On the other hand, Ainuddin Bahaduri, a member of the Afghanistan Lawyers Association, said: “If a person is sentenced to more than 10 years of jail then the person is deprived of political and civil rights and he or she cannot nominate for elections, but if a person is sentenced to less than 10 years in jail he or she also cannot contest elections until the convict completes his or her jail term.”

He said even if such figures won the elections they could not represent their people according to Afghanistan’s laws. “Electoral commissions are responsible to find conviction documents of such people and police detain them.”

About conviction of Mirza Katawazai in his absence, he said it was questionable how Katawazi was able to nominate for the Wolesi Jirga polls despite his conviction.

“A court ruling in absentia of a person is given when the person is absent or inaccessible to Afghan security forces and attorneys, but not accepting the ruling is another crime the person has committed”, he said.

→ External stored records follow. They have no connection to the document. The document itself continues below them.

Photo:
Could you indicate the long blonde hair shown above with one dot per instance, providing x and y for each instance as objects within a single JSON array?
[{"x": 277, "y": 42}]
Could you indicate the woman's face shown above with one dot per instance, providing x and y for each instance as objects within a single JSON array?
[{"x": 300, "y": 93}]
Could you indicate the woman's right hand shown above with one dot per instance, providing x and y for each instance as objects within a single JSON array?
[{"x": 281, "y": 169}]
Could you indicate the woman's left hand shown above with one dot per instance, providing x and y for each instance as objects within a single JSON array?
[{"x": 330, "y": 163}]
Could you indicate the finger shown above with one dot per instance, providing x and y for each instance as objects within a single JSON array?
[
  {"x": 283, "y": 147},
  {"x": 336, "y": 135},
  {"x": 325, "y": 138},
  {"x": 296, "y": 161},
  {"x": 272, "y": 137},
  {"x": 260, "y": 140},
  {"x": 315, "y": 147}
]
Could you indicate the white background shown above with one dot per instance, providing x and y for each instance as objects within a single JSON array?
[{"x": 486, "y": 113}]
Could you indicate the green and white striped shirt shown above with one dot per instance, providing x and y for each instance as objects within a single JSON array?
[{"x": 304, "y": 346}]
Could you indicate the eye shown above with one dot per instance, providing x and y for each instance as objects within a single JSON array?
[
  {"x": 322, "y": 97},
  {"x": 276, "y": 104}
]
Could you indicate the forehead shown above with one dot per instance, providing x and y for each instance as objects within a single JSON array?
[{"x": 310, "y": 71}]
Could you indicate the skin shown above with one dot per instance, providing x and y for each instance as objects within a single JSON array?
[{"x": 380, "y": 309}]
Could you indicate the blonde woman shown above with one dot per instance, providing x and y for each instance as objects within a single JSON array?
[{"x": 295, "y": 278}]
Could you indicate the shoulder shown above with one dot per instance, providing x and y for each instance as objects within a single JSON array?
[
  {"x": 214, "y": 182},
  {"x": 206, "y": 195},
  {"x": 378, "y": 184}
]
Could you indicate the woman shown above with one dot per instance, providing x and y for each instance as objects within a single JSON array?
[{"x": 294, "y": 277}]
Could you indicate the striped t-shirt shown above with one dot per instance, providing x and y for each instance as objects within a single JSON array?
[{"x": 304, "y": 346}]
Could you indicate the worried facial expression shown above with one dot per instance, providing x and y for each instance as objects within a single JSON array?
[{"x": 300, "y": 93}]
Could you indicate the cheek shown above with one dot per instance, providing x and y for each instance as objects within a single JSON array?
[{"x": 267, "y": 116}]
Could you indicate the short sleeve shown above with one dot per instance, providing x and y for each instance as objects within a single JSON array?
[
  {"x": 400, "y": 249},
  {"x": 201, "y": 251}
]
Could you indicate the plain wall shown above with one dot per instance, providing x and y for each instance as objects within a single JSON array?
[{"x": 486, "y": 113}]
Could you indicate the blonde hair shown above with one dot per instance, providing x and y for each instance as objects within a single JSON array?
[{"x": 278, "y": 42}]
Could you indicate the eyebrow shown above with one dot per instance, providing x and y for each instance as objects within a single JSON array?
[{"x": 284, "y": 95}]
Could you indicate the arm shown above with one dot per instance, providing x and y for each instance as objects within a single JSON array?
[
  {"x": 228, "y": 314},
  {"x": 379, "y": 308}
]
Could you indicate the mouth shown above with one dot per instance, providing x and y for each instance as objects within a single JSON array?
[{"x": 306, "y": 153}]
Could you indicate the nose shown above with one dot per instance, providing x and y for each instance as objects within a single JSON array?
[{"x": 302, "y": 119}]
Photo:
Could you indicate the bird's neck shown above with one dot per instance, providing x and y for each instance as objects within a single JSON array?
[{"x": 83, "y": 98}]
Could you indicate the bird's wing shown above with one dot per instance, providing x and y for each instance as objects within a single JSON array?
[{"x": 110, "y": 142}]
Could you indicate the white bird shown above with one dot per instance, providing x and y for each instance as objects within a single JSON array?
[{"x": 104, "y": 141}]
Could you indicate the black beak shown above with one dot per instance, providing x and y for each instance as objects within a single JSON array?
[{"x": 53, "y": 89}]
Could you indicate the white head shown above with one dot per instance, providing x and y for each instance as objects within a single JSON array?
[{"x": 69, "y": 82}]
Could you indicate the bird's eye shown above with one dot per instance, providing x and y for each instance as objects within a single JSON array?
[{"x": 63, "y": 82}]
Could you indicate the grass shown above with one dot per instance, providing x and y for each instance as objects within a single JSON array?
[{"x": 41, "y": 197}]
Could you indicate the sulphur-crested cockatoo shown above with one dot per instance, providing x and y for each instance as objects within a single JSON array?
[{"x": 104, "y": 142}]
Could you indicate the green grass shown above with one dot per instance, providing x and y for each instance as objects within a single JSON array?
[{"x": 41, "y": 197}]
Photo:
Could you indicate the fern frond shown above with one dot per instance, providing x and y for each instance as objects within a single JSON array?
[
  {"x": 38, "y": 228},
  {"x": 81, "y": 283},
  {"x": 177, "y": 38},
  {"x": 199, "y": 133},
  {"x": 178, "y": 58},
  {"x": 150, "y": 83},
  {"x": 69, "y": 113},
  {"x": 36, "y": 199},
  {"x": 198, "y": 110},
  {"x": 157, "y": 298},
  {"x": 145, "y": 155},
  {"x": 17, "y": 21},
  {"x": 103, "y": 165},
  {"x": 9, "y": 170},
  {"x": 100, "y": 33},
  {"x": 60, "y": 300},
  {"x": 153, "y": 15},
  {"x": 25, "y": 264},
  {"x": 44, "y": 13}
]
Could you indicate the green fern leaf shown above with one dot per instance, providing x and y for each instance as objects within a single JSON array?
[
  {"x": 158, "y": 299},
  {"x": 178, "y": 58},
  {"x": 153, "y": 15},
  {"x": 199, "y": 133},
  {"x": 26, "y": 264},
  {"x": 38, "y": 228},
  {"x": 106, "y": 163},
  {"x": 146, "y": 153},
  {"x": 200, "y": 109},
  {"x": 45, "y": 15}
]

About the primary court’s decision in absentia and no appeal from the accused and ignoring summons, he said: “When the primary court hands down a verdict, it should come in presence of the defense lawyer, but if the accused does not have a lawyer then the government appoints a legal assistance who defends the accused in absentia and the court procedures continue this way.”

Shahla Farid, a political science lecturer in Kabul University, said if a person was sentenced to imprisonment or deprived of civil and political rights, he/she could not nominate for elections or have political activities.

Independent Electoral Complaints Commission (IECC)

However, IECC spokesman Ali Reza Rouhani said if there was evidence about candidates deprived of civil and political rights or sentenced by courts, they would be removed from the list.

He did not comment about non-removal of the two candidates from the candidate list by IECC, but said if there were legal documents that bar people from candidacy and political activities, they would be removed from the list of candidates.

Rouhani said the IECC was neutral in acts and decisions and acted according to the law.